Contemplation on Compiling

Posted on January, 19 2016

compiler

Computer programs that analyze and generate data that can be interpreted by lower-level systems (also known as compilers) are critical to any software developer out there. Few have ventured into how compilers generate the code that runs the programs they have meticulously designed, although understanding compilers and how they operate can help you understand why a computer program even has a chance to run on a piece of silicon.

Everyone who has played about with programming and had to use a compiler understands a few basic facts about what a compiler does:

  • Looks at syntactically correct code and builds an abstract tree of data representing the code

  • Iterates over built 'understanding' of the code to compile and translates into lower-level commands and subroutines

  • Links with external libraries and spits out an executable that does what the original code meant to do

Beyond that, mainstream compilers implement further steps such as many different standards and optimization for specific platforms. When going out to implement a compiler there are a myriad of things to consider for even the most simplistic compiler out there. The first step is how a compiler can translate code such as int x = 3; into its own meaning.

Lexical Analysis

A way to make a computer program understand code is using a 'Lexer', or what is known as Lexical Analysis. Put in layman's terms, this process takes a string such as int x = 3; and parses each digestible bit of information that string provides into what can be called 'tokens'. For example, on the string int x = 3; the list of tokens would be as follows:

String Token Type
int Type
x Variable Name
= Assignment Operator
3 Static Value
; End of statemnet

From this table, each string is represented as an individual 'Token Type'. Building on top of this analysis, using computational logic these arrays of tokens and strings can be classified much easier than if the string were given as is. Once a string of tokens is classified an auxiliary algorithm can apply the values provided into a set of op-codes designed for that specific purpose.

What is a variable?

The biggest concept in computer programming that one comes across is the idea of a variable. When you assign a variable, you generally intend to change its value. For this to happen, you have to know where to find the variable. This is where compilers come in. Tell a computer to find mySuperImportantVariable, and it will act very confused. A computer only knows how to find a value based on a number. But wait, you said? Your program uses human-readable words for variables? Well, no. Code uses human-friendly, easy-to-remember words for variable names. To a computer, these easy-to-remember words take a long time to find due to the amount of different names that can possibly exist given a string with the length n. Before code is compiled into an executable program, the compiler must translate these easy to remember names into specific addresses in some region of memory. For this to happen, the compiler must know how to translate these names into addresses.
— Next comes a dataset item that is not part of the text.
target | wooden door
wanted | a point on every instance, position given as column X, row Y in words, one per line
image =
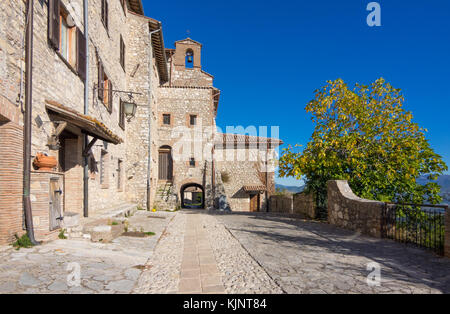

Translating human readable names into addresses boils down to counting ducks. For each instantiated variable, depending on scope, will be assigned a unique identifier that, for all intensive purposes, can just be a number. Each variable in the run-time environment would be just an integer pointing to a location in memory, whether it is a function, object, or a fundamental data type.

Concluding thoughts

Each and every program ever ran uses a compiler (or assembler) to translate human-friendly syntax into the simplistic instructions that computers can understand.

One good reading into simple compilers is Let's build a compiler, by Jack Crenshaw. It covers the concepts required to make a simplistic compiler and a basic programming language.